IMG (Interruption Médicale de Grossesse)

Qu’est ce que l’IMG ?

L’interruption Médicale de Grossesse (IMG) désigne une interruption de grossesse lorsque celle-ci met en danger la vie de la mère, ou lorsque le fœtus est atteint d’une maladie incurable au moment du diagnostic médical établi. Elle peut se pratiquer sous anesthésie générale avec aspiration lorsqu’elle est effectuée avant 14 semaines de grossesse. Après 14 semaines de grossesse, l’IMG se fait par accouchement. Celui-ci est déclenché à l’aide de produits favorisant les contractions. Au-delà de 23 ou 24 semaines, le bébé peut naître vivant. C’est pourquoi l’on peut endormir le foetus in utero et ainsi arrêter son cœur à l’aide de médicaments.

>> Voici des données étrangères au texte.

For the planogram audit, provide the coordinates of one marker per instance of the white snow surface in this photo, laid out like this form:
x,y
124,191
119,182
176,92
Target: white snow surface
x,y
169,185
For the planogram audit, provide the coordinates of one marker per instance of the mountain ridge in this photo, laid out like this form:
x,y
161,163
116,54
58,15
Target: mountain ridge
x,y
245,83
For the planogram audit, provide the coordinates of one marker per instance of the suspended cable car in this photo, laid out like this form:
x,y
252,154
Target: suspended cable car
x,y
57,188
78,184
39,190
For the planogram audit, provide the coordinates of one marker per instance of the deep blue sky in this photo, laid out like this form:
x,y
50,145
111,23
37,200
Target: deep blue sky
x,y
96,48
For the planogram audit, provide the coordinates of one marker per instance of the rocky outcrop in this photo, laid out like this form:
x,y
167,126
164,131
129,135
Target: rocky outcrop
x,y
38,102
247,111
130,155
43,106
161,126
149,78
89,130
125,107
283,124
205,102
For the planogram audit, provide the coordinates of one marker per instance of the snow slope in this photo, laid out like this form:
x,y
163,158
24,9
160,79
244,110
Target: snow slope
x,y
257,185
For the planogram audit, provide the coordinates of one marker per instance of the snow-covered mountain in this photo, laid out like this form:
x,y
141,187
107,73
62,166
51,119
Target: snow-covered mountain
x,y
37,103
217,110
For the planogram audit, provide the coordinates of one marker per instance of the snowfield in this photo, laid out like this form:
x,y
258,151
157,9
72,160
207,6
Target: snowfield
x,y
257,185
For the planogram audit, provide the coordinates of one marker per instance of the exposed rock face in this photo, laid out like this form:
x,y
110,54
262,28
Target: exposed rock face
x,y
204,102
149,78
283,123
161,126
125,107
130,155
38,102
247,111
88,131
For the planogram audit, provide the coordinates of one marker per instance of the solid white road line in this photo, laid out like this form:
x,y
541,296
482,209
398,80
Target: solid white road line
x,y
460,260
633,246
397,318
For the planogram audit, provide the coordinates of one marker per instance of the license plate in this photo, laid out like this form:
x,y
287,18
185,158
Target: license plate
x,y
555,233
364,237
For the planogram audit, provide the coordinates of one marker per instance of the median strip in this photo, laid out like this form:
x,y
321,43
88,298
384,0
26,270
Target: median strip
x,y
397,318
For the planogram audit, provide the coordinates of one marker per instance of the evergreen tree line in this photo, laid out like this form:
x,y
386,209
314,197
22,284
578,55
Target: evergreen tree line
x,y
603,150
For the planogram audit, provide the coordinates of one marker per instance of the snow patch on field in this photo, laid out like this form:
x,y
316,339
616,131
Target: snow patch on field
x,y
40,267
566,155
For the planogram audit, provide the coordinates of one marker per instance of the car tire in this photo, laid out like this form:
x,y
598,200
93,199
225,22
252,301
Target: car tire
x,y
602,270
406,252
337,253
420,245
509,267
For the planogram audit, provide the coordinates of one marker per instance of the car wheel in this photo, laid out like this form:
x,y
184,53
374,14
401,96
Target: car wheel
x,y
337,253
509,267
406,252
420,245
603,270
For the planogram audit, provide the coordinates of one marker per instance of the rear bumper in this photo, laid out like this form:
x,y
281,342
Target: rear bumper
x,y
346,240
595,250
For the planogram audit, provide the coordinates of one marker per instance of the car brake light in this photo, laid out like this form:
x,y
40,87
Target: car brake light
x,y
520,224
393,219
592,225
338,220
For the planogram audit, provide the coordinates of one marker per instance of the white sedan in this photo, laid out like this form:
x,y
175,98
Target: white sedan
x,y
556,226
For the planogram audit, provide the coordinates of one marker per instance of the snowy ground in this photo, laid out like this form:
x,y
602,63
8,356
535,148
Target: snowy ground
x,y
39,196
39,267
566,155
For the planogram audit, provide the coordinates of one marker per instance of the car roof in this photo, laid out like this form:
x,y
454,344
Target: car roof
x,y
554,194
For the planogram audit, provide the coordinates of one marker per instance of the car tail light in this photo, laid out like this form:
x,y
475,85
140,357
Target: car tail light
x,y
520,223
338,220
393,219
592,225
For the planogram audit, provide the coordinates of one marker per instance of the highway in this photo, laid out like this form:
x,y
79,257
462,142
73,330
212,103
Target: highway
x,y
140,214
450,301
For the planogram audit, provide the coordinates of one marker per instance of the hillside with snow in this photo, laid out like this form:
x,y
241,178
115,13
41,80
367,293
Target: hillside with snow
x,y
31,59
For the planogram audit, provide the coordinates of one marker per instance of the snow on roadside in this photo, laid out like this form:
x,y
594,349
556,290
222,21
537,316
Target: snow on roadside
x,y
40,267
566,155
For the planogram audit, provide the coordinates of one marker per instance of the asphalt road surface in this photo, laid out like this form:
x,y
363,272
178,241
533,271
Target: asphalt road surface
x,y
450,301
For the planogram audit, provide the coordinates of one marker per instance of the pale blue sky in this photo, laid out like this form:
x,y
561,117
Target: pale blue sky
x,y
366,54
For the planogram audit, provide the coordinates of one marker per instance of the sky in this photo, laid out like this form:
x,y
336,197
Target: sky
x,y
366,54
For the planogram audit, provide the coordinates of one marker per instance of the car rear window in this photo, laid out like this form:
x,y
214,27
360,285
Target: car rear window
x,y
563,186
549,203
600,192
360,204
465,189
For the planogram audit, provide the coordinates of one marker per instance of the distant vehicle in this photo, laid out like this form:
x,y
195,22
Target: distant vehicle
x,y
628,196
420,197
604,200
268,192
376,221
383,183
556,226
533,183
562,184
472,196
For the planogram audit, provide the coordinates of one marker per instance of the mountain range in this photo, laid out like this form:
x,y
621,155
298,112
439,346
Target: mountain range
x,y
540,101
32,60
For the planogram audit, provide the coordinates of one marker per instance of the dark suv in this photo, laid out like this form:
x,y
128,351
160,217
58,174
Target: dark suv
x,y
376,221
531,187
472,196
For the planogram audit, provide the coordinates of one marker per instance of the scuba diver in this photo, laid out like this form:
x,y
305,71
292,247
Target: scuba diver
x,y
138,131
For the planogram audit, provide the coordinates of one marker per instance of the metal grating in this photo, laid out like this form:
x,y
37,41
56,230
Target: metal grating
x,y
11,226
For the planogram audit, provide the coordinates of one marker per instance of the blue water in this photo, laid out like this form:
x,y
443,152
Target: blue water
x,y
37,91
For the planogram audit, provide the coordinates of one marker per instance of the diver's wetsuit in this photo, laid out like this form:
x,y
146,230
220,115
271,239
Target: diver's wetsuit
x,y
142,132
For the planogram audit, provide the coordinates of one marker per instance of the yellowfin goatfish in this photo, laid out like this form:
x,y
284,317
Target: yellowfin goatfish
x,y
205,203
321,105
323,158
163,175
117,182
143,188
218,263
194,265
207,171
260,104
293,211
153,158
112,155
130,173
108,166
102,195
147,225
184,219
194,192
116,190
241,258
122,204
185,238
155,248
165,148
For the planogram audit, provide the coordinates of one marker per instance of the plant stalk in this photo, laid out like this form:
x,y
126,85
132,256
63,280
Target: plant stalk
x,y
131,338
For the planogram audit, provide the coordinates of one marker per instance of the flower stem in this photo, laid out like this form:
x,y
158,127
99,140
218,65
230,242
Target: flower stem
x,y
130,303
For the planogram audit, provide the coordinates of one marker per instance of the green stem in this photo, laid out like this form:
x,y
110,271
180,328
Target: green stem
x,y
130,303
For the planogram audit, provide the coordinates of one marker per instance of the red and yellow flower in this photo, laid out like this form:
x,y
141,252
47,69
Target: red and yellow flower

Pourquoi l’IMG est-elle importante ?

L’IMG est très importante pour la mère car elle permet souvent de sauver sa vie. Elle doit essentiellement relever d’une décision commune entre les parents et une équipe pluridisciplinaire au sein d’un centre de diagnostic prénatal. Si la vie de la maman est en danger, la décision prise est immédiatement suivie de l’IMG. Sinon, c’est à dire s’il s’agit d’une IMG en raison d’un problème de santé incurable sur le foetus, un délai de réflexion de 7 jours est préconisé, après plusieurs examens complets.

 En savoir plus sur l’IMG

La Loi sur l’Interruption Médicale de Grossesse (IMG) a eu lieu seulement le 17 janvier 1975, en même temps que la loi sur l’Interruption Volontaire de Grossesse (IVG). Les IMG étaient surtout pratiquées quand il semblait que la vie de la mère était menacée. Forcément, puisque les techniques d’échographies n’existaient pas avant et qu’il n’existait pas de moyens d’affiner un diagnostic prénatal. Lorsque les techniques échographiques se sont développées, les décisions de stopper une grossesse en raison de pathologies incurables sur le foetus étaient prises, jusqu’en 1994, par des médecins peu formés au dépistage prénatal. En créant les premiers Centres pluridisciplinaires de diagnostic prénatal, la loi du 30 Juillet 1994 a professionnalisé la décision. Quand la santé de la femme est en jeu, l’indication d’IMG doit faire obligatoirement l’objet d’un avis d’un gynécologue-obstétricien, d’un autre médecin choisi par la femme concernée, d’un assistant social ou un psychologue et de l’un ou de plusieurs praticiens qualifiés pour donner un avis sur l’état de santé de la femme. Une décision collégiale est alors prise, qui fait force de loi. Quand la santé du foetus est en jeu, l’équipe pluridisciplinaire est obligatoirement composée de deux spécialistes de médecine foetale (gynécologue-obstétricien, échographiste, généticien, pédiatre du Centre pluridisciplinaire de diagnostic prénatal). Les deux médecins doivent donner collégialement leur accord à l’IMG. En effet, l’IMG n’est pas un droit, mais une possibilité offerte dans un cadre strict. Seule l’équipe pluridisciplinaire du centre de diagnostic prénatal décide du bien-fondé de la demande d’IMG des parents. Si l’équipe médicale estime que la santé de la mère n’est pas en danger, ou que la pathologie dont le foetus est atteint ne l’empêche pas de vivre aussi normalement que possible, l’IMG n’est pas autorisée. En revanche, si l’IMG est préconisée, les parents ont le droit de s’y opposer.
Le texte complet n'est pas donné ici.